FIG. 4.

Exonuclease analysis of BCE-1 shows identical stop patterns for both the active and inactive states of the promoter for C/EBP. (A) Diagram of the BBC construct identifying the primary and secondary enzyme digestion sites and the relative location of the primers. Corresponding CAT assays of lysates collected from an aliquot of cells from each culture condition prior to nucleus isolation. The cells cultured on ECM were isolated by PBS dissolution. P, plastic; i, insulin; h, hydrocortisone; p, prolactin; E, ECM. (B) Exonuclease control for genomically induced pausing of the lambda and T7 exonucleases.

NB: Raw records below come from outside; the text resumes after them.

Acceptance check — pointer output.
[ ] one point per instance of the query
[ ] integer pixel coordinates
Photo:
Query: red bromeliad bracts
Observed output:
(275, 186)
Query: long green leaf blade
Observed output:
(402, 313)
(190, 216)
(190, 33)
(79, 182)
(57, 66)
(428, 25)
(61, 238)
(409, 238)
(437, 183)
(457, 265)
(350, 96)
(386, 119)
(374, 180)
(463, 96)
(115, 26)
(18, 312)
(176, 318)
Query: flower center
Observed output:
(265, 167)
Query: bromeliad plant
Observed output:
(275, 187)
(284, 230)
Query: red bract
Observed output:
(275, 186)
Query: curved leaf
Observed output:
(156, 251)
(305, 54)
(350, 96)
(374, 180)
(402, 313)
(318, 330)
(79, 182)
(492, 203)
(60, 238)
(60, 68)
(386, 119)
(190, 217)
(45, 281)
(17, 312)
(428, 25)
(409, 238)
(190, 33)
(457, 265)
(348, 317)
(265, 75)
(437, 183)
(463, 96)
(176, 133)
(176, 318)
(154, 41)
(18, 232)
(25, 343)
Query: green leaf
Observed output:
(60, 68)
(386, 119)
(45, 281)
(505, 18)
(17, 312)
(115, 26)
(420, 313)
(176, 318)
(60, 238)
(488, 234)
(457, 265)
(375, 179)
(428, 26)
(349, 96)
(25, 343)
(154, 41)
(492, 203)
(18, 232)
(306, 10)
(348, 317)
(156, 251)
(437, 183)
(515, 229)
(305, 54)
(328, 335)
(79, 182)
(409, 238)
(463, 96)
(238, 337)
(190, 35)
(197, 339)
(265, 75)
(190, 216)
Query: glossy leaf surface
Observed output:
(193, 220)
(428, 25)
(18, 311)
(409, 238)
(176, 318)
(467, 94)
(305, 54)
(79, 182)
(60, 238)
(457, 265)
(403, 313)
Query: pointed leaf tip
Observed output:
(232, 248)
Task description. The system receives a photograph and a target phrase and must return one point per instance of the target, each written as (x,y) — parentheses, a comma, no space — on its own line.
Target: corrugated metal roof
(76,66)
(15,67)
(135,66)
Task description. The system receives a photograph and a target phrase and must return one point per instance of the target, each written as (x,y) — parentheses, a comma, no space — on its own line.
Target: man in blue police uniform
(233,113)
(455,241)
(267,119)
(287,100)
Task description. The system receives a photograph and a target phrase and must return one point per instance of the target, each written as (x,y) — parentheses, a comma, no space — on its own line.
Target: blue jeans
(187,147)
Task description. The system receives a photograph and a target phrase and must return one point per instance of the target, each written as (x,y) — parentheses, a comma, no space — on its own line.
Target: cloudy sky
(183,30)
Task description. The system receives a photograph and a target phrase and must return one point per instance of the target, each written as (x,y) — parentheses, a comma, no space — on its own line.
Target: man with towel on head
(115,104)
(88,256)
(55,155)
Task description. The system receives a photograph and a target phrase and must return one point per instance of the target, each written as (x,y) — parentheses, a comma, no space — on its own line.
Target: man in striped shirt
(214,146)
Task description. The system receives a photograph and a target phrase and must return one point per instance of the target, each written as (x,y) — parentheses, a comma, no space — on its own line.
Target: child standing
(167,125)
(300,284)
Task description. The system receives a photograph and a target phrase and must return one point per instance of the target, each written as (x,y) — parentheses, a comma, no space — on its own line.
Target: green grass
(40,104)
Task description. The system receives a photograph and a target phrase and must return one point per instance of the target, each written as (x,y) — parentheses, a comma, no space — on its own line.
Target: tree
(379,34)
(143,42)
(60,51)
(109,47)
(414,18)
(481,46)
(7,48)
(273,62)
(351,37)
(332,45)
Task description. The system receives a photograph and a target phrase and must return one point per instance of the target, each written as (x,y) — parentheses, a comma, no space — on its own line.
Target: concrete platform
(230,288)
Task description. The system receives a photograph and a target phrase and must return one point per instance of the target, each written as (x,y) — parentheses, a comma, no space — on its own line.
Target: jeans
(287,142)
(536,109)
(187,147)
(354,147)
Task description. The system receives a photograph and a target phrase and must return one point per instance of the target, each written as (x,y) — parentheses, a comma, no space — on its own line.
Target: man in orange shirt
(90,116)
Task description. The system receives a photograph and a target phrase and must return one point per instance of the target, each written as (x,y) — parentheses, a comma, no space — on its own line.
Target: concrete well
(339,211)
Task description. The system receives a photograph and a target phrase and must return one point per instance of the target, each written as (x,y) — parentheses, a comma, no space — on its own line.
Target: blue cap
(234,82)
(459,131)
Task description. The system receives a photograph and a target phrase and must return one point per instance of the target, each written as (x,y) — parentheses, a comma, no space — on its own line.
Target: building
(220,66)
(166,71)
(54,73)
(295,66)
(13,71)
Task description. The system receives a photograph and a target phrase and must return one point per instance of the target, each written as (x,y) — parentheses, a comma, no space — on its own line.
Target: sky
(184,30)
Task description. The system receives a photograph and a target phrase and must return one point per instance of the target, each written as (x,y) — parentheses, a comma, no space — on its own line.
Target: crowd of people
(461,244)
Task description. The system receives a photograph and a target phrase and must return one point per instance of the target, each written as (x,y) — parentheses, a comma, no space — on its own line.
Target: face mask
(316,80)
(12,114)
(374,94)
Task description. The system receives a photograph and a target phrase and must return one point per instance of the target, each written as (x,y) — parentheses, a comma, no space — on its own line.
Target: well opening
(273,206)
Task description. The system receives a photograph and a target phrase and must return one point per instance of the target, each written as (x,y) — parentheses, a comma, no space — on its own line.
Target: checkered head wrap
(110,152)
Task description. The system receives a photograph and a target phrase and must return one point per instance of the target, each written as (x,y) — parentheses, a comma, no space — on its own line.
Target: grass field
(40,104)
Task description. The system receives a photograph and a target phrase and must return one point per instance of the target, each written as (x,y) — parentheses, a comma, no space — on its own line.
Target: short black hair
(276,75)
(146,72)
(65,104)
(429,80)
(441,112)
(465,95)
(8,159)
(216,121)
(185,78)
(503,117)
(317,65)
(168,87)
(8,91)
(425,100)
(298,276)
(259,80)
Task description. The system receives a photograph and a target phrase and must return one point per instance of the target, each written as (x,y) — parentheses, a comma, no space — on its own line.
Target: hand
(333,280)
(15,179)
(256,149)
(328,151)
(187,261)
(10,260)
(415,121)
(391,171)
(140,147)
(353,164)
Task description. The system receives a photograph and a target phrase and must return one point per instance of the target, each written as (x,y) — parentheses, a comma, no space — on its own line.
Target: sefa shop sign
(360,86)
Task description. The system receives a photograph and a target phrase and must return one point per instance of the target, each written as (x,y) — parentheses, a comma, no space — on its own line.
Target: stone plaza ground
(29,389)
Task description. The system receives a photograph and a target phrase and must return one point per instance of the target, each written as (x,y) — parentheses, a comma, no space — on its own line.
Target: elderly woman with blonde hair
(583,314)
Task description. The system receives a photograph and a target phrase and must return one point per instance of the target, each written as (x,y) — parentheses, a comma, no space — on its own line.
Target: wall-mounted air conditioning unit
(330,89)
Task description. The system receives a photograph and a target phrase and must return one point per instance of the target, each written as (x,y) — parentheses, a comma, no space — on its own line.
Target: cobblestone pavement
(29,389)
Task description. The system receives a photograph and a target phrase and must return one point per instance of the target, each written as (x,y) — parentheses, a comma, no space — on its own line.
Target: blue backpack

Genomic DNA isolated from stably BBC-transfected CID-9 cells was cut with NcoI, and aliquots were treated with increasing amounts of exonuclease for 15 min at 37°C. DNA was purified and subjected to primer extension using labeled primer 3A. Lanes: 1 and 2, BBC plasmid DNA extended with labeled primer 3A incorporating ddGTP and ddATP, respectively; 3 to 6, 0.5, 1, 2.5, and 5 U of lambda exonuclease per μg of genomic DNA; 7, control (no exonuclease); 8 to 10, 5, 10, and 25 U of T7 exonuclease per μg of genomic DNA. (C) Exonuclease analysis of region I. NcoI was used to open the chromatin DNA for exonuclease entry. The secondary enzyme was BstBI, and primer extensions were performed with oligonucleotide 3′A. Major stops are designated by arrows 1 to 4, and their positions within the BCE-1 sequence are noted beside the arrows. The positions of the consensus sequences for C/EBP and OctI are noted below the figure.